Is trying to conceive taking over your life?
Tuesday, 17 January 2017 | Mummy and Little Me
From Eggo to Preggo
#1 The decision
'I want another baby', I uttered the words and then watched to see what Greg's reaction would be.
'Okay', was the response I got and the best thing I was getting to an agreement.
So, there it was a week after Elijah's second birthday we planned to extend our family of three to four.
I promised myself not to get carried away, no OPK kits, no charting ovulation or having a 'baby dance' schedule. Who by the way came up with this phrase? It makes me cringe! I would like to now tell you this lasted and we let things take their natural course. I think like 99% of those trying to get pregnant I went into overdrive. It took 10 months to conceive Elijah and this when I was not on any medication for my thyroid. I didn't expect it to be a quick fix, but still the obsession took over pretty quickly.
After a visit to the GP, to confirm that now I am on thyroid medication it was safe to get pregnant I began taking folic acid. I think at this point Greg may have thought we were taking it a bit too quickly and not long after the ovulation app crept back into our lives. Then a visit to a shop something caught my eye... the OPK kits. I grabbed a handful and some cheap pregnancy tests and that was it. I had baby fever. It had been a few weeks of trying when my period was due, it came I was disappointed but tried to remain positive we could now track my cycle. I mean we really had been trying for just a few weeks and I knew it could take years.

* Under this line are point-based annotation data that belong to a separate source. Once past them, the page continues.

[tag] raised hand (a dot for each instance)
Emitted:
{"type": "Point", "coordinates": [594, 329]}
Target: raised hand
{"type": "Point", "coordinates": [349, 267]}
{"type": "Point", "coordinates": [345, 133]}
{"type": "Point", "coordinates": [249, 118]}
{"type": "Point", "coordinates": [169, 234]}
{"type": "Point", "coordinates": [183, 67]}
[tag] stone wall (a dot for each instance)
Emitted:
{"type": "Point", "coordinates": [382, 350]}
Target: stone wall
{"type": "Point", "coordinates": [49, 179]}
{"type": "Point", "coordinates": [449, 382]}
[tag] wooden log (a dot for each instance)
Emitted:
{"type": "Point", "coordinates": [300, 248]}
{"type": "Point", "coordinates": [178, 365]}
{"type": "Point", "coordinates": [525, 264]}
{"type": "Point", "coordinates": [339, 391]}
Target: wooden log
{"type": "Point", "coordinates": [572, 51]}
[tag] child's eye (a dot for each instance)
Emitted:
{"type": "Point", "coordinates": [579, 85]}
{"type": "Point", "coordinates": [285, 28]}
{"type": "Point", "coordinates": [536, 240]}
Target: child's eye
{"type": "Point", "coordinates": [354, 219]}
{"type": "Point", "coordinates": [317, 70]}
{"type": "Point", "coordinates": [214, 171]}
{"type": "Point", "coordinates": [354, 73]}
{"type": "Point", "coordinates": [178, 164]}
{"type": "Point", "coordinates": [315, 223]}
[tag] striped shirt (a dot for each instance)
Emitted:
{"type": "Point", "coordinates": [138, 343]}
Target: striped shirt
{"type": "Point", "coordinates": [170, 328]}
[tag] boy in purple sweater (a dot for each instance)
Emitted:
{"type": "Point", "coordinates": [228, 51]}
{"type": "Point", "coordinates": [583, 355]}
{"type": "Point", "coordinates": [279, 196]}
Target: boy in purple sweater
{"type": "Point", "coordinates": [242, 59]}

It slowly took over everything I was thinking. Then my thought flickered to what would happen if this baby had a CHD like Elijah? Or worse? Was I irresponsible about bringing another baby into the world after what happened the first time round? Should we be doing this? Should I not be grateful that my baby is now a happy and healthy two year old? But I saw how he looked at babies, or when he played with his little doll and knew I was doing the right thing about trying to give him a sibling.
Of course, in my baby crazy state I rationalised everything yes, we would have enough money after all we still had a lot of Elijah's old things. Yes, I could give birth again and I would be fine even though I haemorrhaged the first time round.That the baby would be healthy and happy and maybe just maybe I could get closure and the birth story I always wanted. That if the baby went into NICU, like before we could get through it.
A couple of weeks ticked on by, we 'danced', (I am cringing writing this by the way) when I thought we were ovulating. Anyone who has done the whole tracking of ovulation will realise that it may be the most unappealing thing ever, and to try and convince your partner to visit the bedroom whilst talking about 'egg whites' will certainly know what I am talking about. The end of October drew near and I remember feeling so tired, this is nothing new with me having a thyroid disease. I also woke up to some bleeding that morning the kind you get just before you normally start your period. I was due on the next day. But, it didn't come, or the next day or the next. By the end of the week I thought I better do a test and there those two infamous lines were.
It was officially after a dozen cheap pregnancy tests, and one more expensive Clear Blue purchase (Greg only takes the word of the Clear Blue Gods). My eggo was most certainly preggo. In just two months I was trying, we were expecting. I was shocked, had we really rushed into this? The anxiety of if the baby would be okay then took over. I was 2-3 weeks pregnant and after a frantic call to the midwife they basically told me to come and see them in 6 weeks there was nothing they could do for me at this developing stage. I freaked out, I felt like I should be being monitored somehow.
A few more weeks went by and I had been getting sicker, and sicker and was slowly getting bigger. Was it right I was showing this early? I convinced myself it was twins and talked Greg into getting us a private scan at 9 weeks! There on the screen was our very small and flat nosed baby, resembling a small Voldemort.
This was now real, we saw the baby, we clutched our pictures on the way home.
The decision we made just a few weeks ago, became a reality.
We were most certainly having another baby.
Would the baby be okay?
Were we ready? We were about to find that out.